Fig. 59. Diameter and Tangent.

Fig. 60. Quadrant.

An arc is any part of the circumference of a circle. An arc equal to one-half the circumference is called a semi-circumference, and an arc equal to one-quarter of the circumference is called a quadrant, Fig. 60. A quadrant may mean the arc or angle.

A chord, Fig. 61, is a straight line which joins the extremities of an arc but does not pass through the center of the circle.

A secant is a straight line which intersects the circumference in two points, Fig. 61.

A segment of a circle, Fig. 62, is the area included between an arc and a chord.

A sector is the area included between an arc and two radii drawn to the extremities of the arc, Fig. 62.

A tangent is a straight line which touches the circumference at only one point, called the point of tangency or contact, Fig. 59.

Fig. 61. Chord and Secant.

Fig. 62. Segment and Sector.

Fig. 63. Concentric Circles.

Concentric circles are circles having the same center, Fig. 63.

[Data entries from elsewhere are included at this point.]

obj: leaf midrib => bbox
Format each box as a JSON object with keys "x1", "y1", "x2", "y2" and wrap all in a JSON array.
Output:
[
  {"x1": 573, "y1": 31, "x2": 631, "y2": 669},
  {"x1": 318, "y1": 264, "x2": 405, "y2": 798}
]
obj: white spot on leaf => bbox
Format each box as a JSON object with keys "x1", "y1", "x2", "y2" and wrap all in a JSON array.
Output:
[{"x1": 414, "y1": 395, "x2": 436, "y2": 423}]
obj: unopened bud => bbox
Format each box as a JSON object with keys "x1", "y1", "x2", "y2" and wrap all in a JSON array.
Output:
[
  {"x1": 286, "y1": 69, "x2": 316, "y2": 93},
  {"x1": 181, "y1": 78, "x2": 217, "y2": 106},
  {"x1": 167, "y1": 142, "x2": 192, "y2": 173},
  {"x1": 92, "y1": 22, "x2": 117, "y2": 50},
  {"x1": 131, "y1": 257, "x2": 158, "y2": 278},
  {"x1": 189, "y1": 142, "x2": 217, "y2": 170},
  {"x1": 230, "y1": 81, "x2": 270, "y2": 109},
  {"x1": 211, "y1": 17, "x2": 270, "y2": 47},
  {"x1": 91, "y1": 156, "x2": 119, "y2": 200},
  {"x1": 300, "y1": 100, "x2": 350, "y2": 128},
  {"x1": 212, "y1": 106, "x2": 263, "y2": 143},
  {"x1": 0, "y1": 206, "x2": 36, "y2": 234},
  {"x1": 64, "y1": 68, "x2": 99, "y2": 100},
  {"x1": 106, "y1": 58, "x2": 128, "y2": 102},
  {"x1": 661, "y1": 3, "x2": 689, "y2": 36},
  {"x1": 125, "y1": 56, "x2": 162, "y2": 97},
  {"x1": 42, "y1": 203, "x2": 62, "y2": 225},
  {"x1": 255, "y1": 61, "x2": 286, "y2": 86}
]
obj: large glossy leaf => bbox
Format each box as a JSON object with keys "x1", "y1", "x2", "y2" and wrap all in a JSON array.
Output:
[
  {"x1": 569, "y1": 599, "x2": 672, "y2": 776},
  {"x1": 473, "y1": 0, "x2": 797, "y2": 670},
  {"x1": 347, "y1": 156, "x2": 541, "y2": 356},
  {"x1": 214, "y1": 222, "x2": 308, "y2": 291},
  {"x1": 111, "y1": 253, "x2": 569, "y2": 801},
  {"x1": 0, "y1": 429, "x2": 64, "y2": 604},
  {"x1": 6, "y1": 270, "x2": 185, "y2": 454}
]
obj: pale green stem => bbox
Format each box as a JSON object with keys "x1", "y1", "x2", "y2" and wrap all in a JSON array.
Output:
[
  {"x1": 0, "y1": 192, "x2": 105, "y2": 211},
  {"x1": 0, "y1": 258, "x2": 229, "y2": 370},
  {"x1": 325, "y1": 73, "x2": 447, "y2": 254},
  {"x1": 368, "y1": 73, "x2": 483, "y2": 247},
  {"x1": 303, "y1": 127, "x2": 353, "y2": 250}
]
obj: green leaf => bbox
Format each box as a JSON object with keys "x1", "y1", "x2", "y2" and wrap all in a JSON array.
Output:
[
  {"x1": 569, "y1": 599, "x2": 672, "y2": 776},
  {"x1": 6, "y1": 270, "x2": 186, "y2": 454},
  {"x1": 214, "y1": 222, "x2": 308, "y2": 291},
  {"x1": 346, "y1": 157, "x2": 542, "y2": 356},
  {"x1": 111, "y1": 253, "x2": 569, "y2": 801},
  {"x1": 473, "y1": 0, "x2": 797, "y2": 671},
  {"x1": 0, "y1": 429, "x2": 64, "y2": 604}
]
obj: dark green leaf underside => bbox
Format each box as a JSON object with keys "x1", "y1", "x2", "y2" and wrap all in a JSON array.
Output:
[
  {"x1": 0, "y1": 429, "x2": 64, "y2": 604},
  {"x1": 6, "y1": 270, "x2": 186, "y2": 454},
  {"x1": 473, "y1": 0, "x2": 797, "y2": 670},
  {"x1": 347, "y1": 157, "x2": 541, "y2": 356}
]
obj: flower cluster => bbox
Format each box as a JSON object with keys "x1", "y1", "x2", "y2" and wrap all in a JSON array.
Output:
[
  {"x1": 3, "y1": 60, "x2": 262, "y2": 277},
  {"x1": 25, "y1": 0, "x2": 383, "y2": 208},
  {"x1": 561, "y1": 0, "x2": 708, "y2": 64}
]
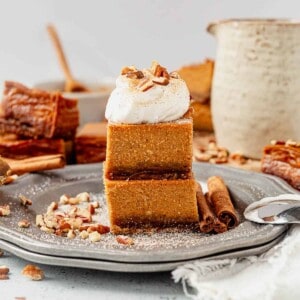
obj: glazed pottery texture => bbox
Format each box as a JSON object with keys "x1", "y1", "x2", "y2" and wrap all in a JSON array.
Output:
[{"x1": 208, "y1": 20, "x2": 300, "y2": 158}]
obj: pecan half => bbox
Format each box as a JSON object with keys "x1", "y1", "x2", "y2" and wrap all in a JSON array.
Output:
[{"x1": 22, "y1": 265, "x2": 45, "y2": 280}]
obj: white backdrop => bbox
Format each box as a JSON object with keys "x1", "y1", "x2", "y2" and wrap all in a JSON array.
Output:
[{"x1": 0, "y1": 0, "x2": 300, "y2": 86}]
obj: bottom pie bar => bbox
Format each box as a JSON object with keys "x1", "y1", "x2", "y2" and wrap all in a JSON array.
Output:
[{"x1": 104, "y1": 169, "x2": 199, "y2": 234}]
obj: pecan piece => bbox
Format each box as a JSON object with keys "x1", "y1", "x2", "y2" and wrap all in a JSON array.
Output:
[
  {"x1": 19, "y1": 195, "x2": 32, "y2": 207},
  {"x1": 22, "y1": 265, "x2": 45, "y2": 280},
  {"x1": 137, "y1": 78, "x2": 154, "y2": 92},
  {"x1": 0, "y1": 205, "x2": 10, "y2": 217},
  {"x1": 116, "y1": 235, "x2": 134, "y2": 246}
]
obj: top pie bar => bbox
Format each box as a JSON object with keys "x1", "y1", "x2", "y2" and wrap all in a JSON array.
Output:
[
  {"x1": 105, "y1": 62, "x2": 193, "y2": 180},
  {"x1": 0, "y1": 81, "x2": 79, "y2": 139}
]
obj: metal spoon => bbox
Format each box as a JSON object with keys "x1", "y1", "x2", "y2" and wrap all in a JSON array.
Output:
[
  {"x1": 244, "y1": 193, "x2": 300, "y2": 224},
  {"x1": 47, "y1": 25, "x2": 89, "y2": 92}
]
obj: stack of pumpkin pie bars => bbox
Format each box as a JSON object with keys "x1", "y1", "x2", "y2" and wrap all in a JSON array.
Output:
[{"x1": 104, "y1": 64, "x2": 199, "y2": 234}]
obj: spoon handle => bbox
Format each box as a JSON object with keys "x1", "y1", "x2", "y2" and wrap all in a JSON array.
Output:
[{"x1": 47, "y1": 24, "x2": 73, "y2": 81}]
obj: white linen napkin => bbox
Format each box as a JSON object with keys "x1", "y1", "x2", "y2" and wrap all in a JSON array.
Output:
[{"x1": 172, "y1": 197, "x2": 300, "y2": 300}]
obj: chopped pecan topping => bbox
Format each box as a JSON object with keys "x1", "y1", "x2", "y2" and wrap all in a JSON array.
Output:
[
  {"x1": 152, "y1": 77, "x2": 169, "y2": 85},
  {"x1": 151, "y1": 61, "x2": 170, "y2": 79},
  {"x1": 137, "y1": 78, "x2": 154, "y2": 92},
  {"x1": 121, "y1": 66, "x2": 144, "y2": 79},
  {"x1": 121, "y1": 66, "x2": 137, "y2": 75}
]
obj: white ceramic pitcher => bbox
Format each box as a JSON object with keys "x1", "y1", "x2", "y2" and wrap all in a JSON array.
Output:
[{"x1": 207, "y1": 19, "x2": 300, "y2": 158}]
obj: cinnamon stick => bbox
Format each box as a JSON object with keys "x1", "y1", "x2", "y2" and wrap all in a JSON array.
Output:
[
  {"x1": 3, "y1": 154, "x2": 65, "y2": 175},
  {"x1": 196, "y1": 183, "x2": 215, "y2": 233},
  {"x1": 213, "y1": 218, "x2": 228, "y2": 233},
  {"x1": 207, "y1": 176, "x2": 238, "y2": 229}
]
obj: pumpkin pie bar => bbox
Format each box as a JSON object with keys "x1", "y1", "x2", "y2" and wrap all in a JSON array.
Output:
[
  {"x1": 106, "y1": 112, "x2": 193, "y2": 178},
  {"x1": 261, "y1": 140, "x2": 300, "y2": 190},
  {"x1": 0, "y1": 81, "x2": 79, "y2": 140},
  {"x1": 0, "y1": 134, "x2": 65, "y2": 159},
  {"x1": 104, "y1": 62, "x2": 199, "y2": 234},
  {"x1": 75, "y1": 122, "x2": 107, "y2": 164}
]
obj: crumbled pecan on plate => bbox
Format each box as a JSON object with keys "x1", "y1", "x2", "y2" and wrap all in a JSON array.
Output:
[
  {"x1": 22, "y1": 265, "x2": 45, "y2": 281},
  {"x1": 36, "y1": 192, "x2": 110, "y2": 242}
]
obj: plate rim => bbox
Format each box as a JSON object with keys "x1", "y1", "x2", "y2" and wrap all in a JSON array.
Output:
[{"x1": 0, "y1": 163, "x2": 298, "y2": 263}]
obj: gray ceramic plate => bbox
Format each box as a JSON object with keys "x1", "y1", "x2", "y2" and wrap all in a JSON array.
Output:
[
  {"x1": 0, "y1": 234, "x2": 285, "y2": 272},
  {"x1": 0, "y1": 163, "x2": 296, "y2": 263}
]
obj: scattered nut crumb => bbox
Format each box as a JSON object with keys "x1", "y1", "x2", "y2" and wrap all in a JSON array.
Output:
[
  {"x1": 0, "y1": 204, "x2": 10, "y2": 217},
  {"x1": 89, "y1": 231, "x2": 101, "y2": 243},
  {"x1": 79, "y1": 230, "x2": 89, "y2": 240},
  {"x1": 2, "y1": 174, "x2": 19, "y2": 184},
  {"x1": 116, "y1": 235, "x2": 134, "y2": 246},
  {"x1": 22, "y1": 265, "x2": 45, "y2": 280},
  {"x1": 47, "y1": 201, "x2": 58, "y2": 213},
  {"x1": 59, "y1": 194, "x2": 70, "y2": 204},
  {"x1": 75, "y1": 192, "x2": 90, "y2": 202},
  {"x1": 67, "y1": 229, "x2": 76, "y2": 239},
  {"x1": 18, "y1": 220, "x2": 30, "y2": 228},
  {"x1": 0, "y1": 266, "x2": 9, "y2": 280},
  {"x1": 19, "y1": 194, "x2": 32, "y2": 207},
  {"x1": 229, "y1": 152, "x2": 248, "y2": 165},
  {"x1": 36, "y1": 192, "x2": 110, "y2": 241}
]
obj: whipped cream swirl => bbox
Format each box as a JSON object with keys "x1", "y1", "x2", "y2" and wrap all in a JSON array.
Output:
[{"x1": 105, "y1": 70, "x2": 190, "y2": 124}]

An inscribed angle is an angle whose vertex lies in the circumference and whose sides are chords. It is measured by one-half the intercepted arc, Fig. 64.

A central angle is an angle whose vertex is at the center of the circle and whose sides are radii, Fig. 65.

Fig. 64. Inscribed Anglo.

Fig. 65. Central Angle.

Fig. 66. Inscribed Polygon.

An inscribed polygon is one whose vertices lie in the circumference and whose sides are chords, Fig. 66.